If you don't grasp this you are going to lose your money.

Buy gold.

TexDenim's picture

Cash -- I had a good experience at MBA school, learned a lot that was dead wrong (efficient markets, CAPM, etc.) but in the end I learned to think critically and I mastered basic statistics and a little bit of econometrics. Surely these guys at GS have at least as good training as I had, and yet they don't seem to be able to master simple model building.

Malaespina's picture

Trichet will send Eurozone into depression again, with his ill timed rate hikes, but you know he has a mandaaaaate as Inspecteur Cluseau of the Eurozone. Spain will go into death spiral after that, as more and more families will just be unable to cope with mortgage payments.

DavidC's picture

What do you mean, 'depression again'?

We never came out of the first part of it, NOTHING has changed fundamentally since 2008, other than goosing the stock markets by pumping massive amounts of money into the system.

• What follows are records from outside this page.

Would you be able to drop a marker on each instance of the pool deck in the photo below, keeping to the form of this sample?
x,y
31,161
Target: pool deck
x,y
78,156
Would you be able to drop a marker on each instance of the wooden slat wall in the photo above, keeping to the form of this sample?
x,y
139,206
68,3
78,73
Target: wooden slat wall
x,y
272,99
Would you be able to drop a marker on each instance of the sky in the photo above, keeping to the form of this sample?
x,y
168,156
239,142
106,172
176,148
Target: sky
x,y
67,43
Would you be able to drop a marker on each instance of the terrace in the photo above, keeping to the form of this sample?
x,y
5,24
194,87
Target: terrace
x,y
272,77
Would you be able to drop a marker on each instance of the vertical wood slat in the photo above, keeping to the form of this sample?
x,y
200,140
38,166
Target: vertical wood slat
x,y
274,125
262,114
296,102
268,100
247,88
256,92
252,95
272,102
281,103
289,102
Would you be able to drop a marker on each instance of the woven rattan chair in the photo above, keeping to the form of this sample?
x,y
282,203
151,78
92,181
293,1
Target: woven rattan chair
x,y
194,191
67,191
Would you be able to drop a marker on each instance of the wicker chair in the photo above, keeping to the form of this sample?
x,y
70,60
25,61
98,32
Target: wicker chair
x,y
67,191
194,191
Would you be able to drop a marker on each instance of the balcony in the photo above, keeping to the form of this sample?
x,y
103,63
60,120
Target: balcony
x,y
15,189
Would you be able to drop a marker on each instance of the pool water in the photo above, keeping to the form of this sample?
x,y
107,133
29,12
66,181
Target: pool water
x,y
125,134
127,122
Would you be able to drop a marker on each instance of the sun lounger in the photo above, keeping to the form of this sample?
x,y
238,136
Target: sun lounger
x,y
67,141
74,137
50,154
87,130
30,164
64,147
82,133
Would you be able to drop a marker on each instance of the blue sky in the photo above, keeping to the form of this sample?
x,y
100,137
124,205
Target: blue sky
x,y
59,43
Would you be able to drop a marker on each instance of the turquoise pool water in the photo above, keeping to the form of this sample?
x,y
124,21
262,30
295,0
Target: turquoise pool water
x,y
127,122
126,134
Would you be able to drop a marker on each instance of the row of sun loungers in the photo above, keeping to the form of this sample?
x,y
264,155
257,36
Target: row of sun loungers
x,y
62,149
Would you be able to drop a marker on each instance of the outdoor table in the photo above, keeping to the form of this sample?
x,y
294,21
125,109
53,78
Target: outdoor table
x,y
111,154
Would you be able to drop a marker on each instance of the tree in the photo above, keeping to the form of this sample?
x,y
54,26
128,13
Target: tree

Take a look at the charts for USA 1929/1930 and Japan 1990s. I know the money situation was different in the US in 1929, but Japan's reponse(s) were very similar to what Benny boy has been doing. Drop, followed by bounce ('Everything's getting back to normal!') followed by the big drop.


Dan The Man's picture

i think its cuz they don't buy anything.  they have other people buy shit for them

Yes We Can. But Lets Not.'s picture

Dunno about Europe, but I'm definitely seeing very noticeable retail price increases here in the US.

EscapeKey's picture

You'd have to be a hardcore denialist (aka "Keynesian") not to see them here in the UK.

MarketTruth's picture

Plus in the UK they raised VAT from 17% to 20% starting January 1, so that alone is 3% 'inflation' in the price of goods even without any actual price increases.

pendragon's picture

inflation only exists in the eurozone not anywhere else...according to currency markets anyway.

Ivanovich's picture

This is playing out exactly like Spring/Summer 2008 when inflation was king (though oil was higher and food was lower) and JCT in his infinite wisdom, began hiking rates, only to reverse course 3 months later when the crash came.  The only difference is that this time, the PIIGS are in the mix.


I'm sure it'll be better this time around.

Cash_is_Trash's picture

The U.S. is now fighting and losing two wars, a third is in the works.

On the upside, we'll win the currency war.

First currency to be dropped as a medium of exchange wins!


Ferg .'s picture

This pretty much solidifies a 100% probability of an April rate hike . Unlike the Fed , the ECB has but one central objective : price stability .

With regard to EUR/USD though I'd imagine that a final thrust higher in this staggering run from the January lows will occur immediately after the raise in interest rates or in the days following . Speculators seem to be forgetting that Trichet has made it clear that an April hike will not be the start of a continual tightening cycle . Furthermore the underlying problems that have plagued the Eurozone over the last year or so haven't really been solved . Looks to me like we could reach as high as 1.4500 , which is a level the man himself , John Taylor , mentioned as a potential top .

Really kicking myself that I didn't get long . Was waiting for an entry at around 1.4050 yesterday . Well , it reached there , but just at a time that I was away from my screen , and I don't like using limit orders during volatile trading hours . Oh well , waiting patiently now for a short side position .

Harlequin001's picture

If rates go up they will very soon go down. Why would you put rates up if it cost you more to raise money to bailout the banks you cut rates to save in the first place.

I'd say chances are somewhere between little and none, but if they did it would be purely symbolic, and very short lived...

Sudden Debt's picture



Urban Redneck's picture

Trichet runs a single-mandate operation, but what is to stop him from simply raising the  "acceptable" inflation limit from 2%, other than having to admit he learned something from his last colossal failure of a rate hike?